09:00 - 29 March 2005

An Eccentric inventor who spent the last few years making toys for a new cartoon, based on his two pet cows, has lost his battle against cancer.

John Grantham, whose Highland cattle Clootie and Dumpling, are poised to be the next worldwide craze in children's cartoons, died at his Aberdeenshire home on Friday, with his family by his side.

The 62-year-old, who had part of his kidney removed as result of a tumour two-and-a-half years ago, was diagnosed with secondary bone cancer at the end of last year.

Mr Grantham, from Kemnay, never liked to broadcast his illness and few people knew how serious his condition was.

He loved publicity, however, and will forever be remembered for his inventions, which among others, include upstairs fire escape routes for his cats and a steam-driven walking stick for his sister.

His wife Suzie, of 21 years, said there was no better word to describe him other than "unique".

She said: "We were married 21 years and I don't think I have hit the ground yet. There was never a dull moment. I had a wonderful life with him. He was eccentric and a gentleman and there will never ever be anyone else like him.
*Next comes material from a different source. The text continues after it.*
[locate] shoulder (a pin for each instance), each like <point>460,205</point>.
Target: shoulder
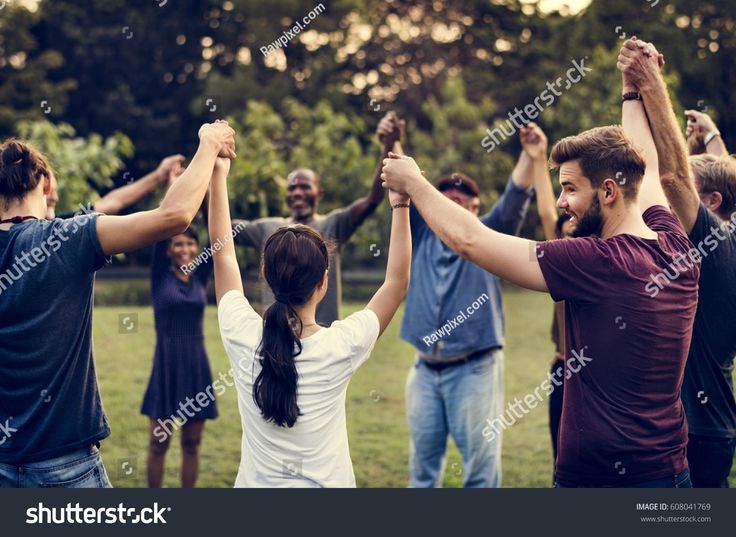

"He was just a unique person. There is not anything else you could say that sums him up in a better word. Everyone liked him and he never said a bad word about anyone. He saw the best of everything and the best in everyone."

Mr Grantham, who started his career as an apprentice engineer in the Royal Navy in 1957 became a helicopter pilot in 1964. Much of his time was spent travelling to Europe and the Middle East and until September last year he was a pilot for the Saudi Arabian royal family.

During this time he also came up with various inventions, including his award-winning Easisteer shopping trolley steering device.

In the last few years, however, working with Mallard Media Services, on the cartoon based on his pet bulls, 'Was the best thing in the world" to him. The series, Over The Moon, is written by former Grampian TV presenter Margaret Donald.

Mrs Grantham, 55, said: "He made the prototypes for the toys in between being a helicopter pilot for the Saudi royal family. He used to work from March until September and for the other five months he would spend a lot of his time in his workshop."

His daughter, Sacha Needham, 34, said her father had a great sense of humour and always made time for everyone. She added: "It was always an adventure with dad. You couldn't just go for a walk in the woods without it being turned into an adventure."

Even a picnic was no ordinary event, she explained, as nothing less would do than for him to travel into the country with his Rolls Royce, Rosie, equipped with a wooden table, checkered table cloth, picnic basket and chilled Champagne. She added: "He had a lovely aura.

Mr Grantham, who won Scottish Inventor of the Year award in 1990, was also involved with Remap, an organisation which helps design gadgets for disabled people.

Mrs Grantham said: "He just helped so many people and he just loved to do things that were different.

She added: 'There have been a lot of tears since he died but there has also been a lot of laughter because when you think of something he did it makes you laugh."

Mr Grantham, who is also survived by his son Andrew and four grandchildren, Eloise, six, Lauren, four, Laila, four, and Joe, three, is to be cremated alongside an A4 pad and pencil, as he was always jotting down ideas.
A celebration of his life will be held at Aberdeen crematorium's west chapel on Friday at 11.05am. Donations can be made in lieu of flowers to the RNLI, of which Mr Grantham was a lifelong supporter.